Setondji was selected for the Fellowship while serving as manager of the regional HIV/AIDs Control Program with seven years of experience working on Benin’s STI/HIV/AIDS Control Program. He previously worked on the Prevention Mother to Child HIV/AIDS Transmission (PMTCT) program.
He was drawn to this work by his “willingness to help people with a disease whose remedies were not available to everyone, compounded by its stigma.” He says, “The prevention of mother-to-child transmission was one of my workhorses so that children born to infected mothers do not inherit this disease, aggravating the vicious circle of poverty.”
Upon completion of the Fellowship, Setondji was appointed Benin’s National Director of the Department of HIV/AIDS Treatment and Care.
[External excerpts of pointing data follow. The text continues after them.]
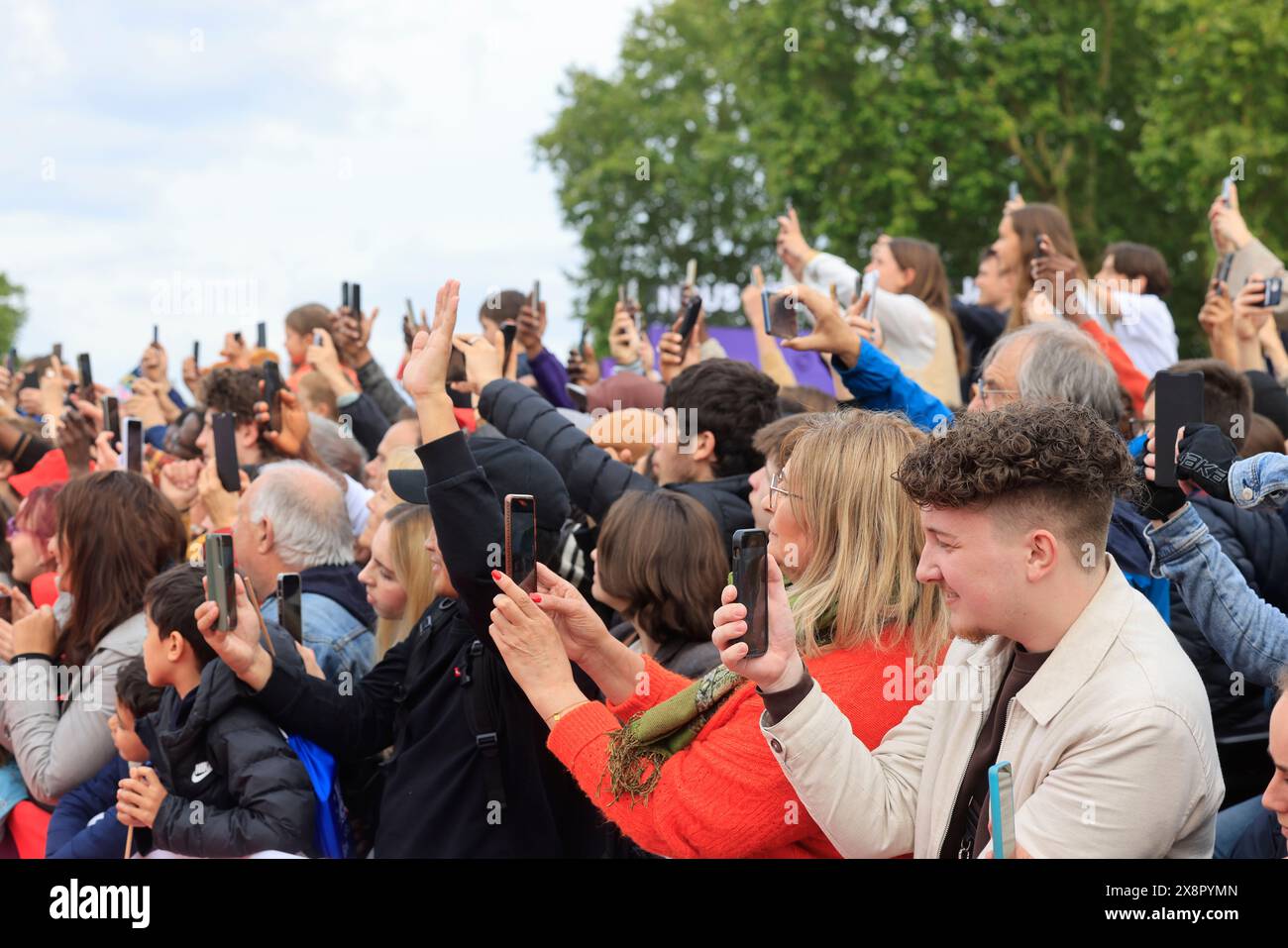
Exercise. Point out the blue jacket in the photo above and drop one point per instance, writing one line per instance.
(338, 621)
(84, 824)
(1249, 634)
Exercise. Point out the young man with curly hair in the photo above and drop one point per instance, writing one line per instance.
(1059, 668)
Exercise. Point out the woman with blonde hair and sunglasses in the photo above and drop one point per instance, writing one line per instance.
(688, 772)
(399, 576)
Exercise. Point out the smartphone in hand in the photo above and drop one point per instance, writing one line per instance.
(288, 609)
(520, 540)
(219, 579)
(751, 579)
(226, 451)
(271, 386)
(86, 384)
(1177, 402)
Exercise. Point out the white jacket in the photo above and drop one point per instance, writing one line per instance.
(1111, 743)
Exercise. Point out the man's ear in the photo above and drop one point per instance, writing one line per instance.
(1043, 553)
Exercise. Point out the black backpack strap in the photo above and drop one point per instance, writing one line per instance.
(481, 700)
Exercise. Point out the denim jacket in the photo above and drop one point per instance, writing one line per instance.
(340, 642)
(1248, 634)
(1260, 479)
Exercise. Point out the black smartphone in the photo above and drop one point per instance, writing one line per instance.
(288, 613)
(691, 318)
(751, 579)
(111, 415)
(219, 579)
(520, 540)
(1274, 291)
(1223, 272)
(226, 451)
(271, 385)
(782, 317)
(132, 445)
(1177, 402)
(507, 333)
(86, 382)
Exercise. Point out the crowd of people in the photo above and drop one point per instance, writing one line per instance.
(974, 557)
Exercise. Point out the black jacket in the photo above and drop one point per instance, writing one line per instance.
(1257, 544)
(235, 785)
(593, 479)
(449, 789)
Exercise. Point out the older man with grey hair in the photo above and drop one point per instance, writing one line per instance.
(292, 519)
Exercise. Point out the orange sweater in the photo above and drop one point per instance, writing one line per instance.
(725, 794)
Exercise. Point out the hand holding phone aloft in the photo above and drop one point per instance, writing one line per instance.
(781, 666)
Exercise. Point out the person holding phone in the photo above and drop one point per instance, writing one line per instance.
(115, 532)
(471, 779)
(687, 769)
(1083, 687)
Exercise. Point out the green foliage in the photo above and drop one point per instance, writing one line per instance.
(1131, 138)
(13, 313)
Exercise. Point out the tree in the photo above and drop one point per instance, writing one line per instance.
(901, 116)
(13, 313)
Setondji says of his Fellowship, “It improved my leadership, my working organization, and team leading.”
During his time working in Benin’s health system, Setondji contributed to the reduction of mother-to-child HIV/AIDS transmission in Benin and scaled up HIV care by implementing a framework for health system strengthening to achieve universal health coverage.
Today, he is the Benin country director for the non-governmental organization Results for Development, supporting the African Collaborative for Health Financing Solutions’ (ACS) aims to bolster the capacity of countries to move toward universal health coverage.
He says, “My professional plan is oriented towards the most vulnerable, starting from the HIV patients previously and the poorest currently.”